I used a really thick Turkish cherry jam infused with vanilla to give this cake a little extra luxury, and topped it with a splash of bright white icing and fresh, dark cherries. Delicious.
- Preheat the oven to gas 3/160 C
- Grease and flour a regular sized bundt tin - 2.4l, 10 cup, 10 inch.
- Cream the butter and sugar until pale and fluffy.
- Add the eggs one at a time, beating well after each addition.
- Add the extracts.
- In a separate bowl, measure out the flour, bicarbonate of soda and salt.
- Pour the yogurt and compote into a jug and mix.
- Sift in a third of the flour mix followed by half the yogurt. Repeat this until everything is combined. Don't over mix.

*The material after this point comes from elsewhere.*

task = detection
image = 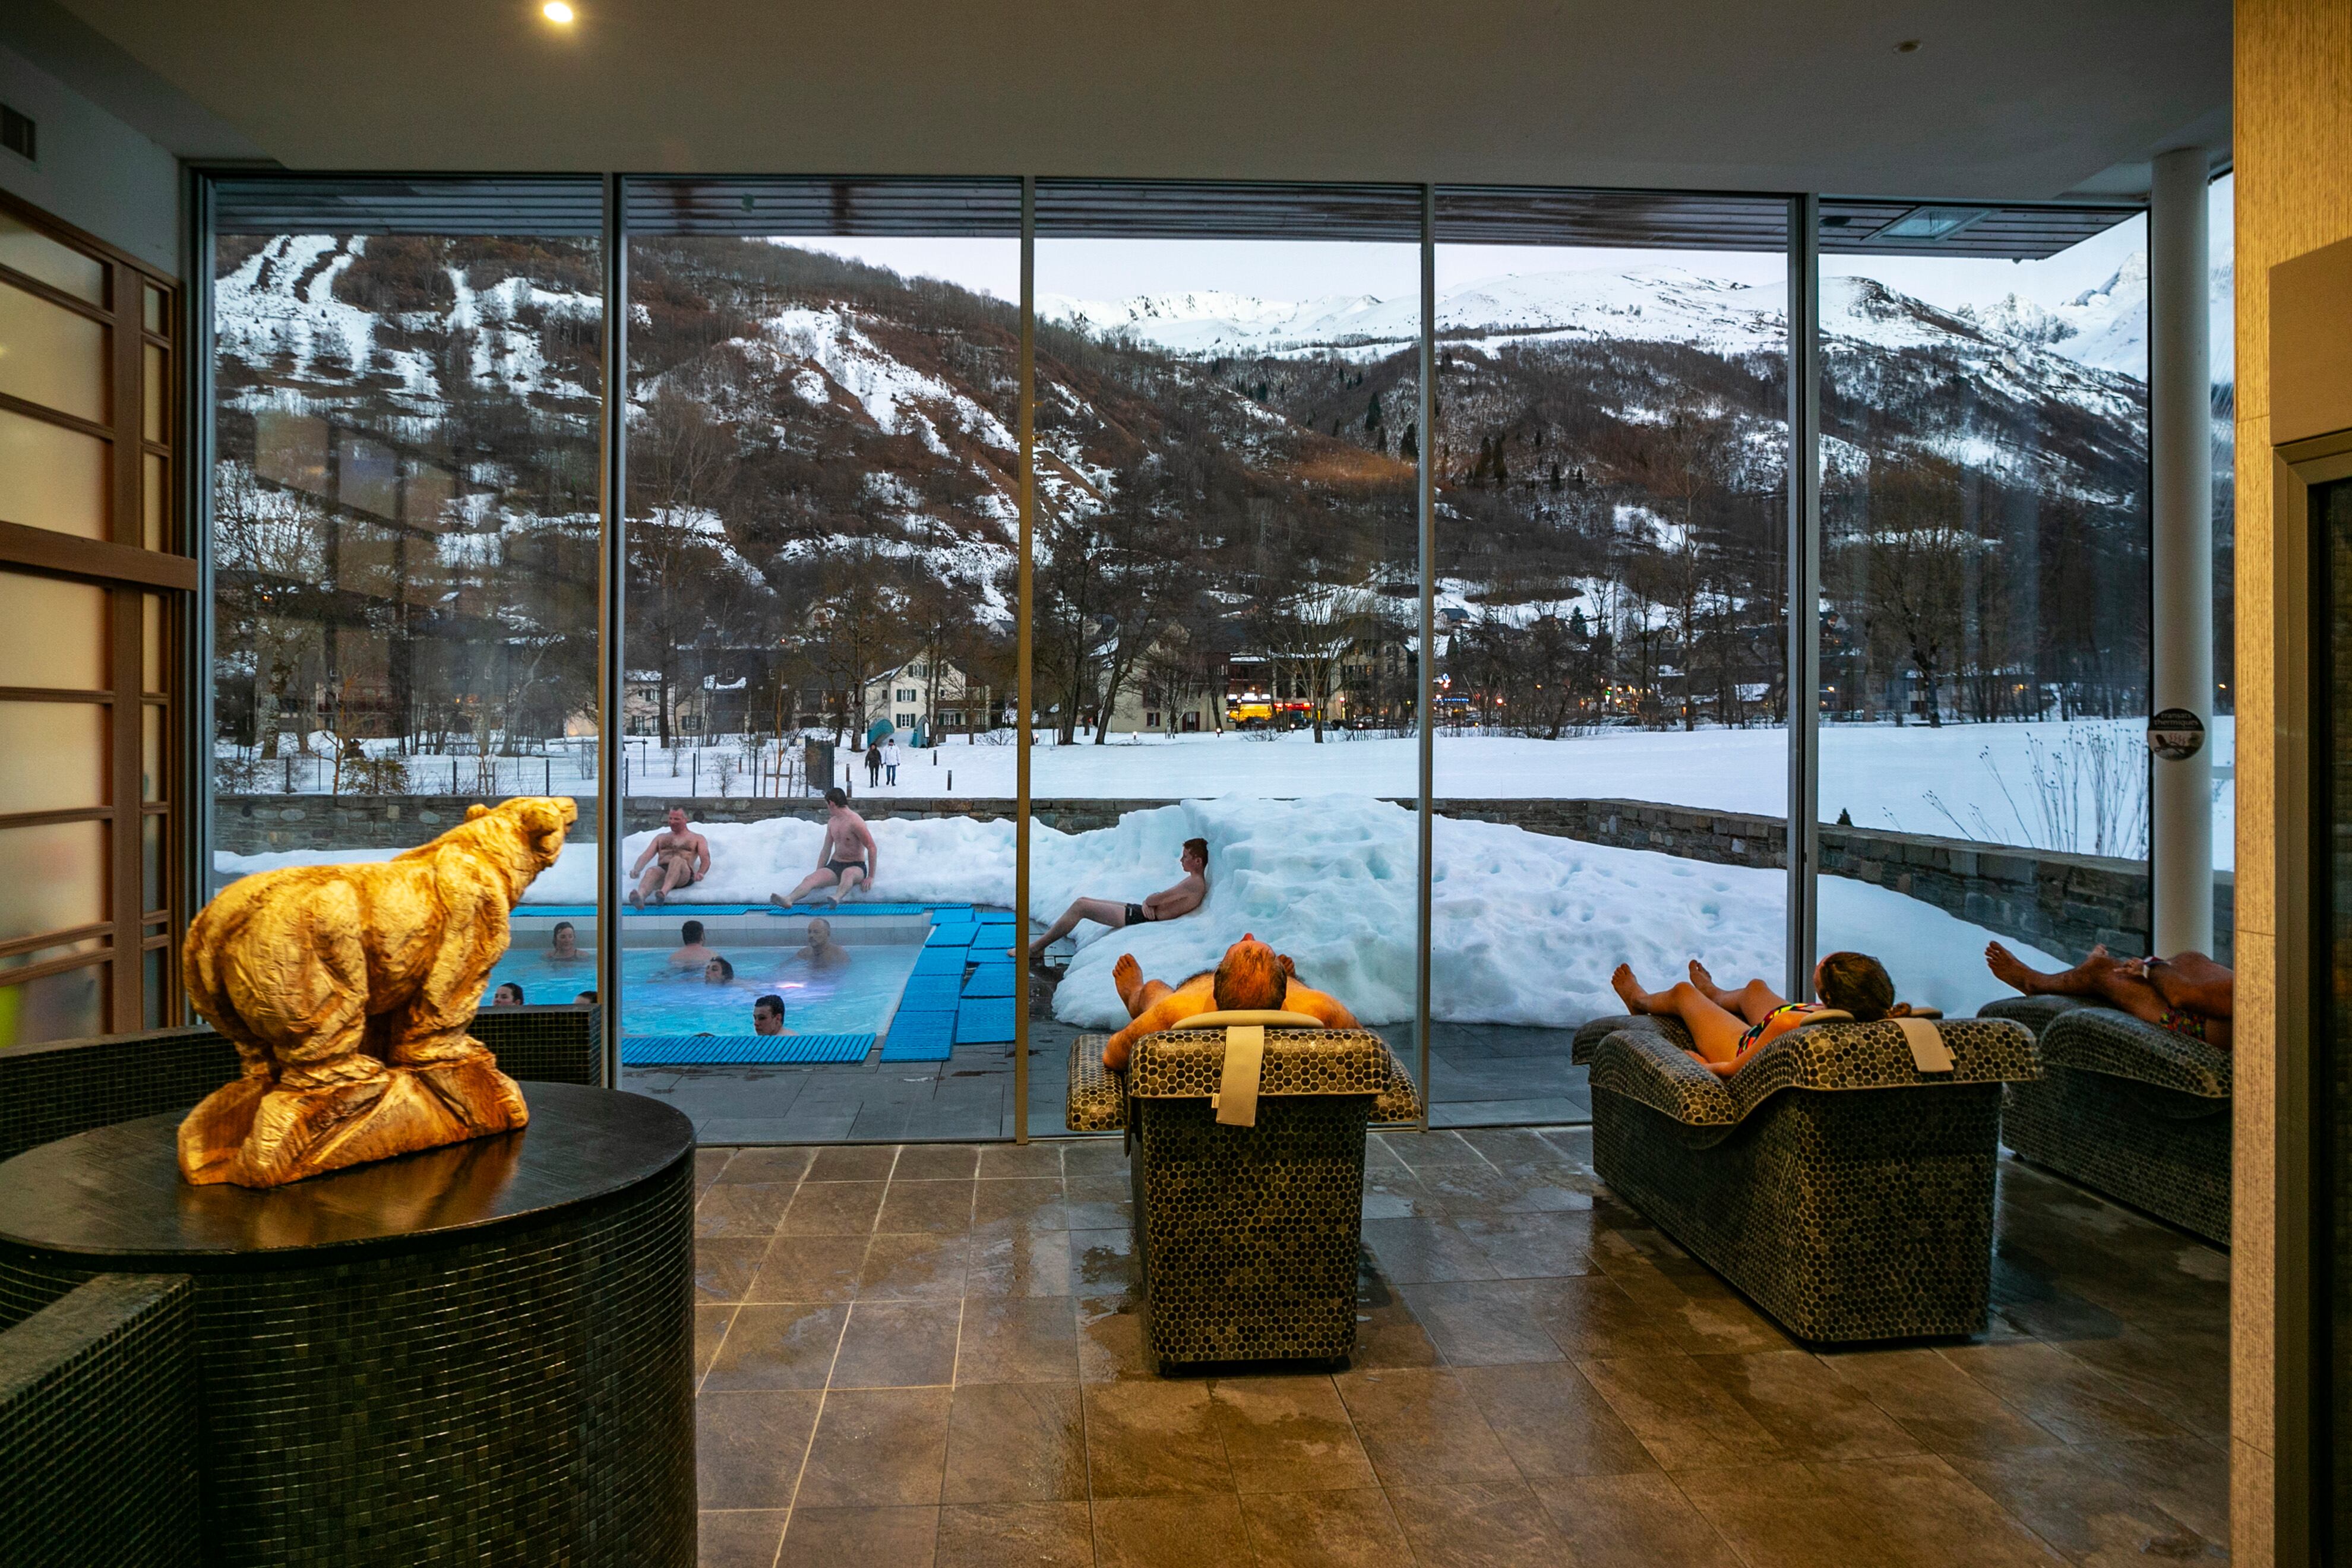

- Give everything a quick mix on a low speed for about 10 seconds.
- Pour 3/4 of the mix into the prepared tin.
- Smear over a layer of jam, avoiding the edges.
- Cover with the remaining mix.
- Note: the jam will sink. You want this to happen! Do not be afraid...
- Bake in the centre of the oven for about 1 hour 15 minutes or until a skewer comes out clean. It should be shrinking from the sides of the tin slightly.
- Leave the cake to cool for 10 minutes, then remove from the tin.
- Serve with either a dredging of icing sugar or glacé icing topped with a few fresh cherries.